As the idea of style-linguistics mismatch has not been systematically investigated before, we first referred to existing linguistic studies that show concrete examples of how these two aspects are correlated in real speech (Section 2.2, Page 3, line 111-113), e.g., the impact of emotional status on word choices. Given that main-stream TTS and VC methods model these two aspects independently, such subtle correlation in real speech may be missing in deepfakes. For example, VC systems swap the original voice identity with a new one, without considering if the new voice would match in style with the word choices. To verify that the hypothesized mismatch does exist in deepfakes, we then provided preliminary results of CCA analysis (Section 3.1, Page 3-4, line 117-142; Table 1) that show a significantly higher correlation value of the two aspects in real speech and a lower correlation in deepfake speech, which also aligns with the distance between the dependency features learned by SLIM (Page 8, Figure 2). Although it is challenging to exhaustively list all mismatch cases, we provided a spectrogram illustration in Figure 4 (top right), which demonstrates a deepfake sample identified by SLIM that shows abnormal rhythm of pauses when uttering certain words. We agree that more examples could benefit the understanding of the mismatch, which requires a more systematic and detailed investigation. We plan to pursue this for future analysis.

• ”In Figure 2 (training framework for ADD), the source of supervision for style and linguistics is not apparent. How do you ensure that each encoder learns the corresponding features? Additionally, how do you achieve perfect disentanglement between the style and linguistics encoders?”

We acknowledge that a perfect disentanglement of the two aspects is a challenging task. However, based on existing works on how information propagates through self-supervised learning (SSL) model layers (reference listed in Section 2.2, page 3, line 106-109), it is possible to obtain two representations which have maximal information about one of the aspects while retaining minimal information of the other. In our work, we tried to limit the entanglement by choosing and freezing the pretrained embeddings fine-tuned for tasks that are likely independent of each other, i.e. ASR for linguistics and SER for style. To ensure a satisfactory disentanglement of our adopted representations, we performed a correlation analysis in Appendix 1, Figure 5, where the average correlation value of the two representations is close to 0. These results help to ensure that the two input representations are maximally disentangled (if not perfectly). Due to page limit, we were not able to integrate these analysis results into the main text.

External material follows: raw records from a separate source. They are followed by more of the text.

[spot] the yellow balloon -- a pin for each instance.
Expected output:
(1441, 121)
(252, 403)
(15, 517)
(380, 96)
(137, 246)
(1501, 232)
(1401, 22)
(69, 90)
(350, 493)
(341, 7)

• “It appears that the latest dataset used is ASVspoof2021, which is quite old. Why not incorporate more recent and advanced deepfake datasets for evaluation?”

We employed four test datasets, out of which both the In-the-wild and MLAAD are newer datasets than ASVspoof2021. The MLAAD was the latest one at the time of writing, of which the latest version was released in April 2024. While the ASVspoof2021 is not the latest dataset, it does have the advantage of covering a variety of attacks, which is summarized in Appendix 2, Table 3 (Page 16). The ASVspoof 2021 dataset also includes different types of lossy codecs with varied bitrates, typically used for media storage, facilitating the evaluation of model robustness to codecs.